Why Do So Many Memoir Writers Focus on Trauma?
When I look back on my childhood I wonder how I survived at all. It was, of course, a miserable childhood: the happy childhood is hardly worth your while. Worse than the ordinary miserable childhood is the miserable Irish childhood, and worse yet is the miserable Irish Catholic childhood.—Angela’s Ashes by Frank McCourt
Besides being a paragraph from one of my favorite books of all time, I love the truth of this paragraph. And it makes me smile. Now, while I have Irish ancestry on my Cahill side, I certainly did not grow up in Ireland. Nor was my family Catholic. But I had an interesting childhood—and adult life.
Perhaps an ordinary, happy life may not be worth writing about. Because, after all, in the oft-quoted words of my mentor Marion Roach Smith, “Memoir is about what you learned from what you went through.”
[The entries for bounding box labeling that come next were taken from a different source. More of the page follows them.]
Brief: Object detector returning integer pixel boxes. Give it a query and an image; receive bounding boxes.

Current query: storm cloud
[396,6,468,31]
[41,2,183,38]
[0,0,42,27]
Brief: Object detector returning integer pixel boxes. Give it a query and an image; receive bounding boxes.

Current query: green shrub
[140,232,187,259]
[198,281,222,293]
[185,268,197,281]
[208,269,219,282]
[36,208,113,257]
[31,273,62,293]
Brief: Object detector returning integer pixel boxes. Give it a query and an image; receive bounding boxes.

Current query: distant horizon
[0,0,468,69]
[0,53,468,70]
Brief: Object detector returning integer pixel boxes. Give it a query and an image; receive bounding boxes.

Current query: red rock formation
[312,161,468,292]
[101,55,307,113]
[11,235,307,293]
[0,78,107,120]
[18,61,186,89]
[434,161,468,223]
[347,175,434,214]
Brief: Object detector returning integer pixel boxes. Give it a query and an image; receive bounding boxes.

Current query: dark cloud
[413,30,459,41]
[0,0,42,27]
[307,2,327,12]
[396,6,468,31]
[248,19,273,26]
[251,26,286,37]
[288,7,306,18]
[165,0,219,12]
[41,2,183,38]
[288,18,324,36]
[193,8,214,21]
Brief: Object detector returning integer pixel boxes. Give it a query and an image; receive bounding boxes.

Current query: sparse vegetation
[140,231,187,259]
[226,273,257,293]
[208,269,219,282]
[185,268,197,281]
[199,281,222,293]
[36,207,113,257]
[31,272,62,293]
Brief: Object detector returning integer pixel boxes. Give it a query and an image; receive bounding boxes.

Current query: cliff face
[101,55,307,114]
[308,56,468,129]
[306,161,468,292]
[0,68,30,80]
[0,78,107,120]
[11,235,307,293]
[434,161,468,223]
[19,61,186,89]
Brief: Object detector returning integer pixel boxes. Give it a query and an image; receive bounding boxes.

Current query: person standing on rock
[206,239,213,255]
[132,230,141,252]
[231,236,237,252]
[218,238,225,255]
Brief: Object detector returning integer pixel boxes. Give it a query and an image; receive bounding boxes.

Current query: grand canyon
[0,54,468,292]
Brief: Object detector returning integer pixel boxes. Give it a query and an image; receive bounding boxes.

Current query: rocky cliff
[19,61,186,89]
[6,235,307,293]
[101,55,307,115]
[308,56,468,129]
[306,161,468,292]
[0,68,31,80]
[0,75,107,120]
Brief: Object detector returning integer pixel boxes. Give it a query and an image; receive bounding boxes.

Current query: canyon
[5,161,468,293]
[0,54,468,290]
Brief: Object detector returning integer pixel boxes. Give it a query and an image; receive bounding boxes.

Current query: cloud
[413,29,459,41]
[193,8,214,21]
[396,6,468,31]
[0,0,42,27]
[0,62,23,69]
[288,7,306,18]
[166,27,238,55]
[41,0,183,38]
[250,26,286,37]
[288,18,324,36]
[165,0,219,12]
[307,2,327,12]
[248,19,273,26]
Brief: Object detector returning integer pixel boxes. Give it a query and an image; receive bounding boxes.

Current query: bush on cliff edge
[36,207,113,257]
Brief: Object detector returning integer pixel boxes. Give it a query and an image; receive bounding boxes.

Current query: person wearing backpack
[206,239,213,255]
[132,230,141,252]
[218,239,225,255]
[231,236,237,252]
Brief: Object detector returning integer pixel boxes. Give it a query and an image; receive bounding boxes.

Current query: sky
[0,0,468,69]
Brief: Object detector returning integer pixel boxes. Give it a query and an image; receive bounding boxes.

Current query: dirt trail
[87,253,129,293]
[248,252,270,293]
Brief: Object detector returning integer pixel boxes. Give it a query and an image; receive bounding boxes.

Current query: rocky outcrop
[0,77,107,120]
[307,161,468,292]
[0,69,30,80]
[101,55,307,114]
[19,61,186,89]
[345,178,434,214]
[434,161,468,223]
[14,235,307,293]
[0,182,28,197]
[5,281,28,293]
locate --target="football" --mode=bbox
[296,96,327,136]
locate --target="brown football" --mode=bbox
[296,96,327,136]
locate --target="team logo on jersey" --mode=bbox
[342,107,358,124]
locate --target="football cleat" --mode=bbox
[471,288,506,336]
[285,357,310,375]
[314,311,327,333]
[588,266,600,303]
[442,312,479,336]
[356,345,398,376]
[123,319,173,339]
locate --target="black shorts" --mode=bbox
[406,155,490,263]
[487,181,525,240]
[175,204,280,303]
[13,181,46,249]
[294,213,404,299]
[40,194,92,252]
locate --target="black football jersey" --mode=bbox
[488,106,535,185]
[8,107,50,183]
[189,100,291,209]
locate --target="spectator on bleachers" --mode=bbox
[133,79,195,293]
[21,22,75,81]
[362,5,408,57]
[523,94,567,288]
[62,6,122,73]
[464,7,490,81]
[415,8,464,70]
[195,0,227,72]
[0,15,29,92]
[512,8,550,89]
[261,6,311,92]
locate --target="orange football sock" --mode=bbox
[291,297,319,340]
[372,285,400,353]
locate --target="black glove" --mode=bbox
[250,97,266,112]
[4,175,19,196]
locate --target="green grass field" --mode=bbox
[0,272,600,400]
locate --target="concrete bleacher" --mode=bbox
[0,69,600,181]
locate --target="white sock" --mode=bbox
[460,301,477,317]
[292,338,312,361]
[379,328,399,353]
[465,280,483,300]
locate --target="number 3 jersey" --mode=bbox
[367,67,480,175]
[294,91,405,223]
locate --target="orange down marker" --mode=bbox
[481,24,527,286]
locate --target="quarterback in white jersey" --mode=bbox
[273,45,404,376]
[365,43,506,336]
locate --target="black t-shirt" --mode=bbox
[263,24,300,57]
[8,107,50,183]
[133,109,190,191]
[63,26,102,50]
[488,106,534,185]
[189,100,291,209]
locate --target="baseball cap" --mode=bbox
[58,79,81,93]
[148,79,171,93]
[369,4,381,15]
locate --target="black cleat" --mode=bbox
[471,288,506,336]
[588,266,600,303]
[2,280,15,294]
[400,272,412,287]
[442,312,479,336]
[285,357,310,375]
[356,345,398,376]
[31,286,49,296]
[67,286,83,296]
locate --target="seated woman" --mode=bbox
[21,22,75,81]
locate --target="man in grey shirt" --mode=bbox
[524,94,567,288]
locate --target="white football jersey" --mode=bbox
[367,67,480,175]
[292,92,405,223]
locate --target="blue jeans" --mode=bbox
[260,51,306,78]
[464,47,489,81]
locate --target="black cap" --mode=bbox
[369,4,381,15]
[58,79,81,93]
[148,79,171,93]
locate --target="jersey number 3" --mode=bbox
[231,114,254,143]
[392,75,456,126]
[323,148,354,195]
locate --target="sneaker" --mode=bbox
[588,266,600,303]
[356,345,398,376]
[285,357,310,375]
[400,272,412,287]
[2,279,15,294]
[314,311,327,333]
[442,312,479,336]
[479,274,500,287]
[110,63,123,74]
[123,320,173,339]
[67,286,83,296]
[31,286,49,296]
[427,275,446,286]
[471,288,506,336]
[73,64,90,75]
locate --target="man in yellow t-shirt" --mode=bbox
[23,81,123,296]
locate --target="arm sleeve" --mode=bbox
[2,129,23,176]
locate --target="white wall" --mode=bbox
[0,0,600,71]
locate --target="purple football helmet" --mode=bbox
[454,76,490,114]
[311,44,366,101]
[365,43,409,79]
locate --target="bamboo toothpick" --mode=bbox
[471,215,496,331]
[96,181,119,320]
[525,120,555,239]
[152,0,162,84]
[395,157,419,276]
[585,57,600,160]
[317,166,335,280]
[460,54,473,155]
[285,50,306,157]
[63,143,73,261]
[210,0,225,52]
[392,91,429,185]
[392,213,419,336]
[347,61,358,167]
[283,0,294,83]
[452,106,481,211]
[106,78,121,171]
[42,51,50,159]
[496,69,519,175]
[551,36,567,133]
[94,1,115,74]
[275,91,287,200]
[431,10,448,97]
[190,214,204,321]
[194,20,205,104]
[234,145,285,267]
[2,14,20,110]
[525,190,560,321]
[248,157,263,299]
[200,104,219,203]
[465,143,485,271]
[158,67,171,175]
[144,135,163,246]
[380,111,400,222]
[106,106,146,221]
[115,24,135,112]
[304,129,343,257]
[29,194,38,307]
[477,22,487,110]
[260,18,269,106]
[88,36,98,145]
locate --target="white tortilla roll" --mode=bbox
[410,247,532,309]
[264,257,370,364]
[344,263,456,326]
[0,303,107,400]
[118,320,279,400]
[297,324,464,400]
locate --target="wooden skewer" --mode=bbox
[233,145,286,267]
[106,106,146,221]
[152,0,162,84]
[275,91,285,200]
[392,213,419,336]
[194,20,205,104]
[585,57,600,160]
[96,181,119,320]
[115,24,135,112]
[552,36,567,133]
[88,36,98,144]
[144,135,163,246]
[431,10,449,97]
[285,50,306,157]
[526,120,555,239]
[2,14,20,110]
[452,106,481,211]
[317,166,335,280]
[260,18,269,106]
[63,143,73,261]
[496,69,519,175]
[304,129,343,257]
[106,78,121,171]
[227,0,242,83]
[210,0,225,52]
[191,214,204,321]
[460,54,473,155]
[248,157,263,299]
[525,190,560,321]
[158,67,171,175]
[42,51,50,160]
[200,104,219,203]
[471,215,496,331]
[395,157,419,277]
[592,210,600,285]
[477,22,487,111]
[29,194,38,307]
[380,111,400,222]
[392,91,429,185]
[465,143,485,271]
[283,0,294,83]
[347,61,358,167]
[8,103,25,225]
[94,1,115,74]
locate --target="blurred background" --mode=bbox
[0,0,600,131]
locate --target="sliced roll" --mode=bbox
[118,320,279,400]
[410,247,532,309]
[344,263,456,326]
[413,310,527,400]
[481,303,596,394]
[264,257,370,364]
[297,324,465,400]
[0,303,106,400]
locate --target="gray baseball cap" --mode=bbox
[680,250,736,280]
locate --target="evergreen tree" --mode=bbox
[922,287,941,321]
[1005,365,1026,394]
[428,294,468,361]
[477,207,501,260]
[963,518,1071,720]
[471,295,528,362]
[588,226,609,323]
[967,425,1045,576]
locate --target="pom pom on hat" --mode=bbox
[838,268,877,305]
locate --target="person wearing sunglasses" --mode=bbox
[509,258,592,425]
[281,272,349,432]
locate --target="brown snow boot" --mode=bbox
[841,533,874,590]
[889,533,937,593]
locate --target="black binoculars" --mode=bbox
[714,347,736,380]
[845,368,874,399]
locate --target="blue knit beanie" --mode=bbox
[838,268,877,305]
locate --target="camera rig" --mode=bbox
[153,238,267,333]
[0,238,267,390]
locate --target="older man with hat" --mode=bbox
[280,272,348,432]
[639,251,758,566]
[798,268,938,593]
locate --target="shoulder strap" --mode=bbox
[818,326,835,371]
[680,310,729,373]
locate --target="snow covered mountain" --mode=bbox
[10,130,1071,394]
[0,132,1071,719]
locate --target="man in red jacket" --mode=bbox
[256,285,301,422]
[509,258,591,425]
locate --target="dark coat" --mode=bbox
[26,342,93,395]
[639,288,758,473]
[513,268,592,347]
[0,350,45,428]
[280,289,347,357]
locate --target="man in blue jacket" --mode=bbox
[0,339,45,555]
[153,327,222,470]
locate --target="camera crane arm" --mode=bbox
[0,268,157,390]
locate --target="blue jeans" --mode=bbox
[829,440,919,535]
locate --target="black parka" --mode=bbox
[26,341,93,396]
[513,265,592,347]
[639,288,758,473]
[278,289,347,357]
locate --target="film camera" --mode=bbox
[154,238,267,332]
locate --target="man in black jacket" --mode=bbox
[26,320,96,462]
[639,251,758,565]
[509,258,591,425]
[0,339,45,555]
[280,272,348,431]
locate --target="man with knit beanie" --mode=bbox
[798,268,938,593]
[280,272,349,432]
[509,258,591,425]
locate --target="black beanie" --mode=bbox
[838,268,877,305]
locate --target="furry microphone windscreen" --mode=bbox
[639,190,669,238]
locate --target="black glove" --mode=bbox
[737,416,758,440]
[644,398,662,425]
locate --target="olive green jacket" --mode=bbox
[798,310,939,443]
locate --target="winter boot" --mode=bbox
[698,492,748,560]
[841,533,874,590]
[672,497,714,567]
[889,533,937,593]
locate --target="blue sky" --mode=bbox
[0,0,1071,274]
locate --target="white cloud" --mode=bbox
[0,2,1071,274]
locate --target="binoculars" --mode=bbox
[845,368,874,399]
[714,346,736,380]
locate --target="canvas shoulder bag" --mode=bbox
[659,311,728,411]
And let me tell you, many of us have been through some shit. And all of us have experienced loss, death, and difficult times that pushed us to the limits. And we’ve all learned stuff. Perhaps not in the clouds shifted, and the brilliant sun illuminated the landscape, revealing previously hidden beauty, blah-blah-blah sense.
Sometimes, it’s a subtle inner change or acknowledgment that our breakup wasn’t entirely the other person’s fault.